Calling a serverless deployment

Serverless deployments work exactly like any other model on the OpenAI-compatible API. Use the deployment’s model path as the model:
curl https://api.inference.net/v1/chat/completions \
  -H "Authorization: Bearer $INFERENCE_API_KEY" \
  -H "Content-Type: application/json" \
  -d '{
    "model": "inference-net/example-model",
    "messages": [{"role": "user", "content": "Hello, world!"}]
  }'
Streaming, structured outputs, and the other chat completions features work the same as on catalog models.

Billing

Serverless deployments are priced in USD per 1M tokens, with separate input and output rates set per deployment.
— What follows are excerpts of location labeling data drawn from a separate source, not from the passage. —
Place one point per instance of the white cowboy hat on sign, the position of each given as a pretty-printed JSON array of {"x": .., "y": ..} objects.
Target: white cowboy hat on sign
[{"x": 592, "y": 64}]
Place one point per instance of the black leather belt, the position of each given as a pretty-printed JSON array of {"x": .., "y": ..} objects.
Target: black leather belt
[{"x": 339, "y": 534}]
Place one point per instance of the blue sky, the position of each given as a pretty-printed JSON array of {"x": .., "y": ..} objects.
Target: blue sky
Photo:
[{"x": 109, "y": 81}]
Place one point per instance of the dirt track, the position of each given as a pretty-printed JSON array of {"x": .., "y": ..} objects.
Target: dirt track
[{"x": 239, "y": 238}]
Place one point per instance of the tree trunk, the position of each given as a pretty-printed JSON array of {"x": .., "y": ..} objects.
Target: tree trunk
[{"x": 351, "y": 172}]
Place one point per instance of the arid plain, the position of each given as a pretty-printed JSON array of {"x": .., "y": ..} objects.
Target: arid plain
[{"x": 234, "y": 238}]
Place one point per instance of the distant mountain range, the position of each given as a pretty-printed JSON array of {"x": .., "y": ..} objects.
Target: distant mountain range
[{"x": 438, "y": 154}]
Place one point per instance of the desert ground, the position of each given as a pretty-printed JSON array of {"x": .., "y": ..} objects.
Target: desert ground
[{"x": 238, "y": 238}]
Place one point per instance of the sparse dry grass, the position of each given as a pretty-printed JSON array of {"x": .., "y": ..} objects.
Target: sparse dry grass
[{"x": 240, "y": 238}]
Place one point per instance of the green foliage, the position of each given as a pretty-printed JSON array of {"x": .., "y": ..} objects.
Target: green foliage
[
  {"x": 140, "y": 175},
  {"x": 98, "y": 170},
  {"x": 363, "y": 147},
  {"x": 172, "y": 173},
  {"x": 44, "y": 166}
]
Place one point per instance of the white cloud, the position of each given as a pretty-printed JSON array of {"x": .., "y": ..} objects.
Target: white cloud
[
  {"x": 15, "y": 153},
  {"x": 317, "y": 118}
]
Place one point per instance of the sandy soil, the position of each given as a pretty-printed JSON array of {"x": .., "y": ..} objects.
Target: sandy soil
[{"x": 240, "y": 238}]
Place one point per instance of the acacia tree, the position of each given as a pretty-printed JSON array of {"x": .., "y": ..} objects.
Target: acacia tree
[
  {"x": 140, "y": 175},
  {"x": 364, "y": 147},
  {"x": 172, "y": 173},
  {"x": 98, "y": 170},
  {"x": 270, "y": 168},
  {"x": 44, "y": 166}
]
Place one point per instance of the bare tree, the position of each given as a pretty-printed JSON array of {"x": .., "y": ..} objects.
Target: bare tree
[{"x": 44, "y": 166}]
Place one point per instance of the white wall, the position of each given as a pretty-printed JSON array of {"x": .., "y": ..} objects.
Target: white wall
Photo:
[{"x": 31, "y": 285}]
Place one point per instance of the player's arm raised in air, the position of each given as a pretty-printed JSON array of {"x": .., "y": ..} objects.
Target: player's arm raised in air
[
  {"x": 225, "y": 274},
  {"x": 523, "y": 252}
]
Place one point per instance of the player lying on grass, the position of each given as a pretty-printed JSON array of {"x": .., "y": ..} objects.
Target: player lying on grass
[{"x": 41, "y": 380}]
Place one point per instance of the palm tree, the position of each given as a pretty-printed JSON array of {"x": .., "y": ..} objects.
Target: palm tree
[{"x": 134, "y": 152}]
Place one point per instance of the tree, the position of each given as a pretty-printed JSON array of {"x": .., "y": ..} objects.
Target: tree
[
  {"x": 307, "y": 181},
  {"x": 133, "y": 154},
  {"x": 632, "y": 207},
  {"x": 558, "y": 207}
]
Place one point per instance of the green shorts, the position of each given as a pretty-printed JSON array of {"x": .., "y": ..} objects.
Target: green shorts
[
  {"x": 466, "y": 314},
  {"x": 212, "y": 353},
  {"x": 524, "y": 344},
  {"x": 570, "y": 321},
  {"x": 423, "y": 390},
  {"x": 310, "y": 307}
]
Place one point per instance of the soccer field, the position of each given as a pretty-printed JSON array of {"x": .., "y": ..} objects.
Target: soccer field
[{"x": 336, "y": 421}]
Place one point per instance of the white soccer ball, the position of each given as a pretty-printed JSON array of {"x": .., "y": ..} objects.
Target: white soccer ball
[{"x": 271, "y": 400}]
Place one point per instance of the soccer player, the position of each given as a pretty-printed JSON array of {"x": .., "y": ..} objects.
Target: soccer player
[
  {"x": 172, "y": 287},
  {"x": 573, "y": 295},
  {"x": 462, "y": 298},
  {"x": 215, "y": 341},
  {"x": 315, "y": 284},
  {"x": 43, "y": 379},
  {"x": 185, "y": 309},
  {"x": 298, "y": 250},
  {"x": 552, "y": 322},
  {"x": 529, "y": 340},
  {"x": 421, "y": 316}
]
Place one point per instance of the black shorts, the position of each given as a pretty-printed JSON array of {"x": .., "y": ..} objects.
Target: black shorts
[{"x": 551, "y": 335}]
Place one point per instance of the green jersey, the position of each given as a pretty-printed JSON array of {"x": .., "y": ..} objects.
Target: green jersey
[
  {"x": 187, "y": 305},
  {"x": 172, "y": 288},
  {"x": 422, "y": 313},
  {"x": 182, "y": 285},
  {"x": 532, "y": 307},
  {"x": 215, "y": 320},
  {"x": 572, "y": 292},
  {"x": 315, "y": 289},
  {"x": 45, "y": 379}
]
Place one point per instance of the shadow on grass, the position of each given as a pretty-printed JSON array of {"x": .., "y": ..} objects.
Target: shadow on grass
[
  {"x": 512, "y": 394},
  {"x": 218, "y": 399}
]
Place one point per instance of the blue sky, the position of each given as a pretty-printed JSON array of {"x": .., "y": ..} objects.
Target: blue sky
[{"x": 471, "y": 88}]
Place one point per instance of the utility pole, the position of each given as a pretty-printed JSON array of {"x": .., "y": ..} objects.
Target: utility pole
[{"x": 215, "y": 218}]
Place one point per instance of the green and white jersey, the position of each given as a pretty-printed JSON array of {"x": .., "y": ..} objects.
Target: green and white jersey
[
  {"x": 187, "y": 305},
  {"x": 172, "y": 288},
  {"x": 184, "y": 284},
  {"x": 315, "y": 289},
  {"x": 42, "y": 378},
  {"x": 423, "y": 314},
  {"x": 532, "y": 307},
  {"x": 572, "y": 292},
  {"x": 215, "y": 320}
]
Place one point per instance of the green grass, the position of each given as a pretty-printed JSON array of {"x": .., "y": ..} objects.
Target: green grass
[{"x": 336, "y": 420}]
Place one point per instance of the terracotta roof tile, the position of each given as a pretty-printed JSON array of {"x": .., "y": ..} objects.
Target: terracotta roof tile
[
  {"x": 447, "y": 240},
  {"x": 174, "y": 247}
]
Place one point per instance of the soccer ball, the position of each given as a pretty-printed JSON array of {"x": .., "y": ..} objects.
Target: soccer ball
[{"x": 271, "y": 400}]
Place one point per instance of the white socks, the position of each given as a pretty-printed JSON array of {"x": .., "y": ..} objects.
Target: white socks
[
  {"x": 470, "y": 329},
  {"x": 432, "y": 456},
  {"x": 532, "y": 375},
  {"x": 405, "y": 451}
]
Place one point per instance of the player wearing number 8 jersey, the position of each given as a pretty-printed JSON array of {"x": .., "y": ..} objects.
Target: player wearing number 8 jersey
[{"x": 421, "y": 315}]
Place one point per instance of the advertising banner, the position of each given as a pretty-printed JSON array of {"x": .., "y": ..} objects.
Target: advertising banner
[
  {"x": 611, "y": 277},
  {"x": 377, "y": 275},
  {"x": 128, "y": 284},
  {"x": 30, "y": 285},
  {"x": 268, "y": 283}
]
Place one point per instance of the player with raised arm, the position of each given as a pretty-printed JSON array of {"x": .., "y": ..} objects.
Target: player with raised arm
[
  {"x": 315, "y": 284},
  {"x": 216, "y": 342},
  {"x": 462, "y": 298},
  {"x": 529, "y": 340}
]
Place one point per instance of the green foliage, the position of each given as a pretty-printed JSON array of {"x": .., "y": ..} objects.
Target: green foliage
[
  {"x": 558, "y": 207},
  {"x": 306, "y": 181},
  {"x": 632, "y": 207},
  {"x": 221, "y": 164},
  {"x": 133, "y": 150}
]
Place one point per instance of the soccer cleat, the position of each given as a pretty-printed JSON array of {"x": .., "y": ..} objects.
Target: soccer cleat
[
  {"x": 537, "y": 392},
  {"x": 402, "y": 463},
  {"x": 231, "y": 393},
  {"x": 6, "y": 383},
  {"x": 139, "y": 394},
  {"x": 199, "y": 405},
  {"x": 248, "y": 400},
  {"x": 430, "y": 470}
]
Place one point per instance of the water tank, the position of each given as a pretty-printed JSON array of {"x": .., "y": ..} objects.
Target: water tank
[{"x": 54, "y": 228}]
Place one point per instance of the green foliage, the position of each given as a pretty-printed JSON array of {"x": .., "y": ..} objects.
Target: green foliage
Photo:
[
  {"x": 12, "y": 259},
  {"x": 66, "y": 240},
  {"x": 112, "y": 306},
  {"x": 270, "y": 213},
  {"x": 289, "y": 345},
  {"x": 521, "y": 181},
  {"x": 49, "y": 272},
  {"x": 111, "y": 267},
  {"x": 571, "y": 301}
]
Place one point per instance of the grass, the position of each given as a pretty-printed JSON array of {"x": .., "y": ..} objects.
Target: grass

Usage is billed to the calling team’s credit balance like any other serverless inference:
  • Requests are authorized against your credit balance up front; if the balance can’t cover the estimated cost, the API responds with 402.
  • The actual charge is settled when the inference completes, from the real token counts reported by the serving engine.
  • Failed inferences are never billed.
  • Charges appear in your usage dashboard under the deployment’s model path.

Free deployments

A serverless deployment with no prices set is public and free: anyone on the platform can call it and no credits are charged or required. Free deployments still count against your standard serverless rate limits.

Limits

Serverless deployment requests share your team’s serverless inference rate limits. Context-window limits are enforced by the deployment’s engine rather than the platform catalog, so an oversized prompt is rejected by the model itself.